Es geht hier in Schweinfurt nicht um eine Auswahl unter vielen Beispielen der Zeit, sondern »schlicht um den Erhalt letzter Zeugnisse von gebauter Geschichte«, wie die Vorsitzende der Heiner-Reitberger-Stiftung schreibt, die sich ebenfalls für den Erhalt einsetzt. Gerade die Architekten, die sich heutzutage gern auf die Neue Sachlichkeit beziehen, sollten ein Interesse daran haben, dass es überhaupt noch Referenzobjekte für ihre Ästhetik gibt. Oder fürchten sie etwa den Vergleich?
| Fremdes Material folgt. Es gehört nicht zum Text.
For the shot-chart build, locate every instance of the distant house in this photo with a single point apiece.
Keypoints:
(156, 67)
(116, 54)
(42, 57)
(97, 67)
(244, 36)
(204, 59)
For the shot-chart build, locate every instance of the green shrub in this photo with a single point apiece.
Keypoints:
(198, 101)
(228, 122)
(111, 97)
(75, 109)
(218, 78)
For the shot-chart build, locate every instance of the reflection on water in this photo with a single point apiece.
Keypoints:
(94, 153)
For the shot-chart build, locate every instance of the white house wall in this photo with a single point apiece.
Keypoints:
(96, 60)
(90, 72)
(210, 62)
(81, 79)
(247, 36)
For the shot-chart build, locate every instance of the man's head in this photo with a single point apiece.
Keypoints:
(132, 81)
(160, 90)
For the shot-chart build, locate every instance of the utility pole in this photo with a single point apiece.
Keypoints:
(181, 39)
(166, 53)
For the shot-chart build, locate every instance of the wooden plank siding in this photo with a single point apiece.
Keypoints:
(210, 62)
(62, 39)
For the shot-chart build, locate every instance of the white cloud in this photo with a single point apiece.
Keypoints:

In Schweinfurt ist die Zunft jedenfalls erstaunlich stumm geblieben.
Das Alte Krankenhaus lässt sich mit vertretbarem Aufwand sanieren, ohne dass man seinen einzigartigen Charakter verunstalten muss. Der einfache Gebäudegrundriss bietet neuen Nutzern viele Möglichkeiten. Die originalen Ausstattungsstücke ließen sich dabei wirkungsvoll integrieren und in Szene setzen. Noch ist Zeit für einen Kompromiss, den auch der Gerichtsentscheid vom vorigen Jahr nahelegt – erst kürzlich ist sogar ein Investor auf den Plan getreten, der das alte Haus erhalten möchte. Schweinfurt sollte sein so wertvolles bauliches Erbe nicht zugunsten eines Allerweltbaus auf den Müll werfen.
Der Autor ist freier Fachautor mit dem Schwerpunkt nachhaltige Architektur und Stadtplanung.